The generation and understanding components are both used by the learning component, which we can now describe.

In a typical run of the learning program, one or more words are excised from its full vocabulary, and it is presented with a few sentences, each of which contains an unknown word. It is also given a meaning structure, which is the actual meaning of the sentence, but with some amount of random extra meaning slots and nodes tacked on. These simulate things the child may notice or infer about the scene, which are not part of the speaker's meaning. For each such sentence-meaning pair, the learning procedure does these steps:

  1. From the provided meaning scene, generate as far as possible, using only m-scripts for known words which were heard in the sentence. This consumes words at either end of the sentence, leaving a stretch of words in the middle which are not used up (the unknown word is within the stretch of unused words); and one un-consumed meaning scene which corresponds to those words. This meaning scene forms the right branch of a learning example script.
  2. From the stretch of unused words, understand as far as possible using the m-scripts of the known words. This yields a number of meaning scenes, and a word sound scene for the unknown word, which form the left branch of the same learning example script.

The program constructs one of these learning example scripts for each of the given sentence-meaning pairs, and m-intersects them together.
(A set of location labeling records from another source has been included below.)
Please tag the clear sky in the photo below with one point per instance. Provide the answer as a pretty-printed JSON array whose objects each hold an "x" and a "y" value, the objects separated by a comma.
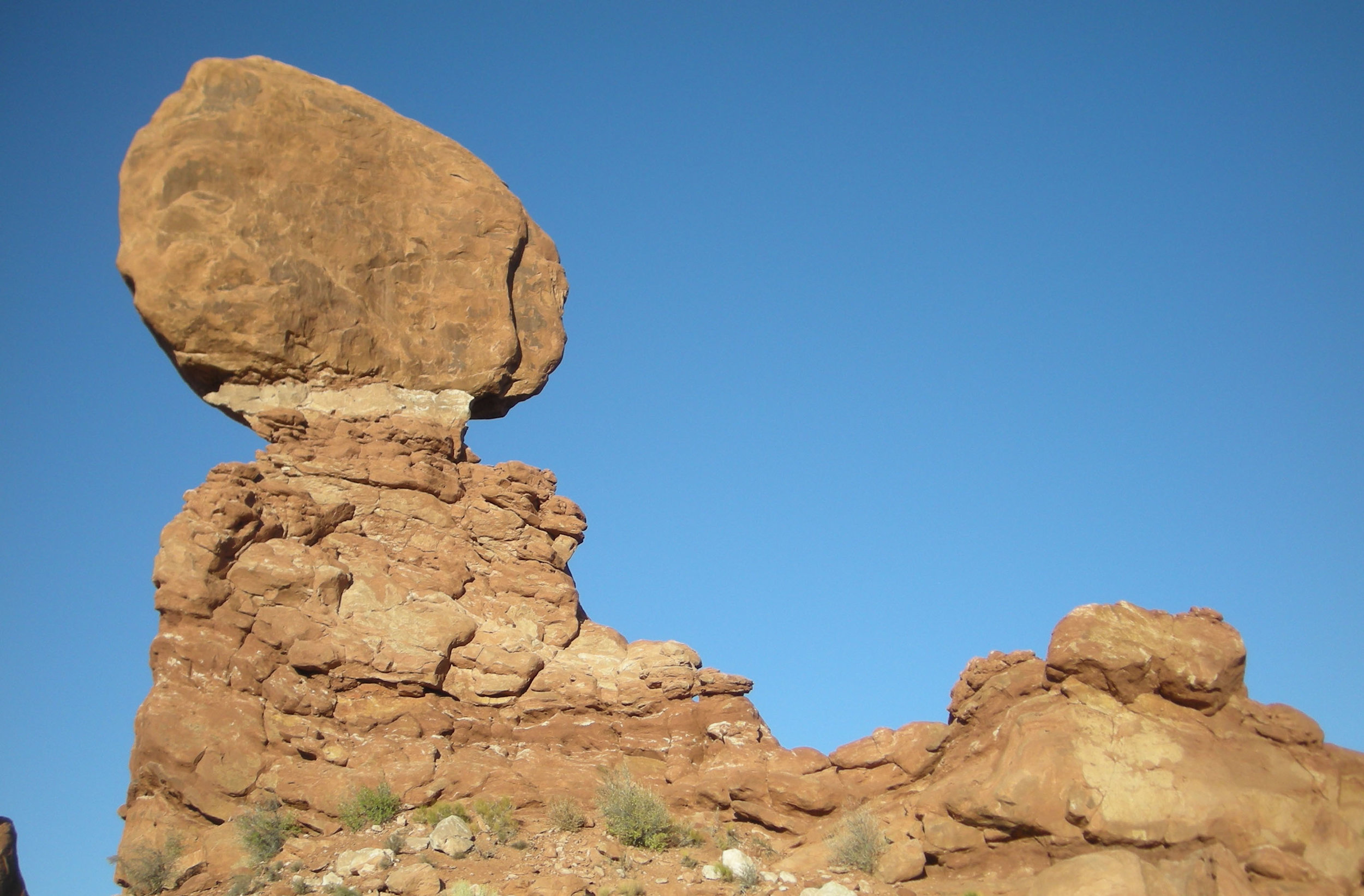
[{"x": 896, "y": 332}]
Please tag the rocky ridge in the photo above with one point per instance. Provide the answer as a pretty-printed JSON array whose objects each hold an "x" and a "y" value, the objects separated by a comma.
[{"x": 367, "y": 603}]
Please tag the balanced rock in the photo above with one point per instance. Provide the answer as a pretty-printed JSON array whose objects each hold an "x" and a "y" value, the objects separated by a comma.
[
  {"x": 367, "y": 603},
  {"x": 294, "y": 243}
]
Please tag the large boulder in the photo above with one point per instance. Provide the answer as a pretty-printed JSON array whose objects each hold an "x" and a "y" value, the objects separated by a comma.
[
  {"x": 1193, "y": 659},
  {"x": 294, "y": 243}
]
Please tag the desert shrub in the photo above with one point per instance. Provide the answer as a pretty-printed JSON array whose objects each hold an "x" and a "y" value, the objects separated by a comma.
[
  {"x": 465, "y": 888},
  {"x": 264, "y": 831},
  {"x": 565, "y": 815},
  {"x": 337, "y": 889},
  {"x": 633, "y": 815},
  {"x": 149, "y": 869},
  {"x": 497, "y": 817},
  {"x": 437, "y": 813},
  {"x": 857, "y": 842},
  {"x": 370, "y": 807}
]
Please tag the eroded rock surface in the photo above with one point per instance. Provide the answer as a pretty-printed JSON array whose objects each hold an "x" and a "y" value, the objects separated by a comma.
[
  {"x": 366, "y": 602},
  {"x": 288, "y": 238}
]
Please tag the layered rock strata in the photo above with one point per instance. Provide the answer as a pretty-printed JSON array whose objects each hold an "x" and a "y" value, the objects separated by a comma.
[{"x": 366, "y": 602}]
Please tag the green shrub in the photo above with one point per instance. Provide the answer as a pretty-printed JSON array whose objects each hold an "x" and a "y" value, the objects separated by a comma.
[
  {"x": 857, "y": 842},
  {"x": 264, "y": 831},
  {"x": 337, "y": 889},
  {"x": 465, "y": 888},
  {"x": 437, "y": 813},
  {"x": 497, "y": 817},
  {"x": 370, "y": 807},
  {"x": 565, "y": 815},
  {"x": 149, "y": 869},
  {"x": 633, "y": 815}
]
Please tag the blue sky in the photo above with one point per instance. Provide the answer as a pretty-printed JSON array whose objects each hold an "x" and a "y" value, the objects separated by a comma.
[{"x": 896, "y": 332}]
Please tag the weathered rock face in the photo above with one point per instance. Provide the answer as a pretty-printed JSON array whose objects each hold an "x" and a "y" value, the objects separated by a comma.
[
  {"x": 290, "y": 240},
  {"x": 366, "y": 602},
  {"x": 11, "y": 881}
]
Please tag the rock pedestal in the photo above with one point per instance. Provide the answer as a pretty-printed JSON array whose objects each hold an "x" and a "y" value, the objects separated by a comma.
[{"x": 367, "y": 603}]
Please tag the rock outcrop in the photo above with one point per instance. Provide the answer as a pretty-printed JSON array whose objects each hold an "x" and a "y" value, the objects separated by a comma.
[
  {"x": 367, "y": 603},
  {"x": 295, "y": 243},
  {"x": 11, "y": 881}
]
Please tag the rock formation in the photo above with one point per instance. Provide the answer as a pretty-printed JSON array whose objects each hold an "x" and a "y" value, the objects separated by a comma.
[
  {"x": 295, "y": 243},
  {"x": 366, "y": 602},
  {"x": 11, "y": 881}
]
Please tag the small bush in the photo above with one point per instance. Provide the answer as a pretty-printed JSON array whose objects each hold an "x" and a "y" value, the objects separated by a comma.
[
  {"x": 264, "y": 831},
  {"x": 633, "y": 815},
  {"x": 465, "y": 888},
  {"x": 497, "y": 817},
  {"x": 565, "y": 815},
  {"x": 337, "y": 889},
  {"x": 437, "y": 813},
  {"x": 149, "y": 869},
  {"x": 858, "y": 842},
  {"x": 370, "y": 807}
]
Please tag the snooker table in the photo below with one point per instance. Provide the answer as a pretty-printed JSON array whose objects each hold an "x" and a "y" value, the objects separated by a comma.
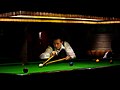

It uses the `broad' m-intersection criterion, inferring a trump link between nodes i and j whenever S[j] s S[i] for all learning examples.

(Note that this differs from the procedure used in the proof of the fundamental theorem of language learning in Appendix C, in that a heavily pruned structure is constructed from each sentence-meaning pair, rather than the full sentence-meaning m-script Z containing all other word m-scripts, as in the proof of the theorem; but this pre-pruning just makes the m-intersection operation easier, without changing the result. Without pruning, the m-intersection operation will still remove all the extra example-specific structure.)

The result of running the program is that this learning algorithm reliably discovers the correct m-script for words of any part of speech. M-intersection finds just the structures in the left and right branches (given about 4 or more learning examples) with occasional extra slots, and then finds all the trump links - never proposing spurious ones.

The program has also been run in `bootstrap' mode starting from zero vocabulary, like an infant. When fed carefully-chosen example sentence-meaning pairs, starting with nouns, it has bootstrapped itself to a vocabulary of 50 words, and could easily go further.

This learning simulation has not simulated the Bayesian significance criterion in any detail, but has relied only on the `six examples' rule of thumb which emerges from the Bayesian calculation. Nor has it yet simulated the selection of appropriate examples from the many inappropriate examples a child hears during the day, and the information-theoretic criterion for rejecting inappropriate examples (eg homonyms). However, I believe that if these components of the program were to be built, they would work. The Bayesian statistics which show how they work are not complex and do not make any implausible assumptions.

The program shows that the tight interconnection between language generation, understanding and learning via the m-script algebra works not just in theory, but also in a running computer implementation. Something like this implementation might also be found in the human brain.